But then you buy the album (of course) and take it home to listen to it – and your fears are allayed by the funny and goofy first song (“Shut Up”), the witty and goofy second song (“Fairbanks Alaska”), the vulgar and goofy third song (“Coyote Love”) – well, hell, by ALL the songs on the album.  Well, not quite.  Joe does indeed get serious on this album, but not until the last two songs, the twelve-minute “Decades” and the two-minute title track, which ends the album.  Now you’re even more confused.  What’s Joe up to?

Well, Joe’s up to whateverthehell he wants to be up to – as usual and as always.  Remember, this is the man who snuck a song called “I Like Big Tits” onto a record, fooling the none-too-bright people at the record company by calling it “I.L.B.T.’s.”  The man who had a couple of the biggest hits of the seventies in “Rocky Mountain Way” and “Life’s Been Good.”  The man who joined The Eagles conveniently just in time to play (brilliantly) on perhaps the defining West Coast album of its decade, Hotel California.  The man who ran for president in 1980 and vice president in 1992 (look it up if you don’t believe me).

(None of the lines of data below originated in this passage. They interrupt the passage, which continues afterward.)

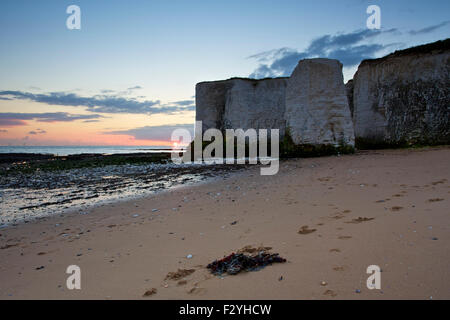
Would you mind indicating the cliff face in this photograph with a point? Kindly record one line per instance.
(404, 98)
(317, 111)
(242, 104)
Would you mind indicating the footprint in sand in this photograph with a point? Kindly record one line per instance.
(360, 220)
(305, 230)
(337, 216)
(439, 182)
(197, 291)
(180, 274)
(330, 293)
(339, 268)
(150, 292)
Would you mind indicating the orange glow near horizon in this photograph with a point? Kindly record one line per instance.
(105, 131)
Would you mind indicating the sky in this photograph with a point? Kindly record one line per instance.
(128, 75)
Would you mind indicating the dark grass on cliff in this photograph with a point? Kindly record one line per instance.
(437, 47)
(288, 149)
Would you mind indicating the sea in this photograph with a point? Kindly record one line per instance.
(70, 150)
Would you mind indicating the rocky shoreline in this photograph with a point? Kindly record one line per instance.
(34, 185)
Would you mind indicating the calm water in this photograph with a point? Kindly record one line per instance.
(67, 150)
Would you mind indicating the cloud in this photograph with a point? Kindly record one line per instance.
(99, 103)
(90, 121)
(38, 131)
(10, 119)
(160, 133)
(184, 103)
(346, 47)
(11, 122)
(429, 29)
(135, 88)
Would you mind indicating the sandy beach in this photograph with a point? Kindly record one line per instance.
(387, 208)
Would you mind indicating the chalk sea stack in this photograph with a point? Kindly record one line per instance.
(317, 111)
(241, 103)
(404, 98)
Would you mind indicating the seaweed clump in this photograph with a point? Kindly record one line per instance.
(237, 262)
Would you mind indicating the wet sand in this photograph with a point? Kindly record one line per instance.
(329, 217)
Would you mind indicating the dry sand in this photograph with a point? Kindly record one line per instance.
(386, 208)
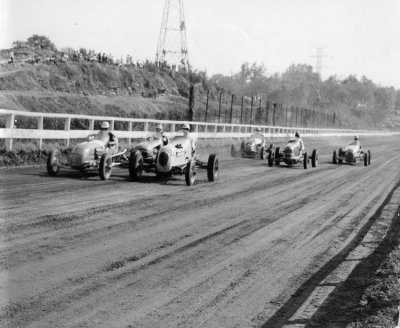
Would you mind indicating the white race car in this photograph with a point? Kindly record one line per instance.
(176, 158)
(351, 154)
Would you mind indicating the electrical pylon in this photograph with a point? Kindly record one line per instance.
(172, 45)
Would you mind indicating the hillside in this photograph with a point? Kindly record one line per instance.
(42, 80)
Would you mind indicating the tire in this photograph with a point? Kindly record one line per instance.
(190, 174)
(53, 162)
(271, 158)
(262, 153)
(340, 161)
(105, 167)
(305, 161)
(135, 164)
(212, 167)
(314, 158)
(233, 151)
(277, 156)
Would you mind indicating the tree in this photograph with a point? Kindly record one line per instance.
(40, 42)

So, heck, if Joe wants to make an album of goofy, fun tunes and cap it off (and name it after) a song predicting the imminent environmentally catastrophic end of the world, Joe can go ahead and do it. 


But does it work?

Kinda sorta.  Those first two songs are vintage Walsh, musically delightful and lyrically silly.  A couple others (“Certain Situations,” “I Know”) are really pretty good.  His unironic (I think) cover of Goffin and King’s “Will You Still Love Me Tomorrow” is genuinely enjoyable.  The inevitable “weirdos” instrumental, “Theme from Baroque Weirdos,” while not on a par with my favourite of that mini-genre (1978’s “Theme from Boat Weirdos”), is pleasant.  The other shorter songs are okay or so-so.  And then we come to something new in Joe’s ouvre: “Decades,” a twelve-minute epic (if you don’t mind my using that word for a pop song) that essentially summarizes the history of the twentieth century, its angle being that it’s a strong, didactic anti-war diatribe.  And you know what?  It’s really good.  It has the faults that, if you’d never heard the song, you’d expect it to have just from my description – a bit over-earnest, a bit tendentious, a bit self-important – but oddly enough, Joe’s voice and tasteful guitar playing are perfectly suited for the kind of message song he clearly wanted this to be.  The song has all sorts of neat sections and variations and surprises (a choir? Yep!), and you end up being impressed.  I think we’re all the more impressed because this is Joe Walsh and not, oh, I don’t know, Jackson Browne or somebody (hey, maybe my old favourite Dan Fogelberg, who was no stranger to earnest, didactic songs – “Face the Fire,” anyone?).  Joe’s iconography and discography make this song unexpected and thus perhaps all the more powerful.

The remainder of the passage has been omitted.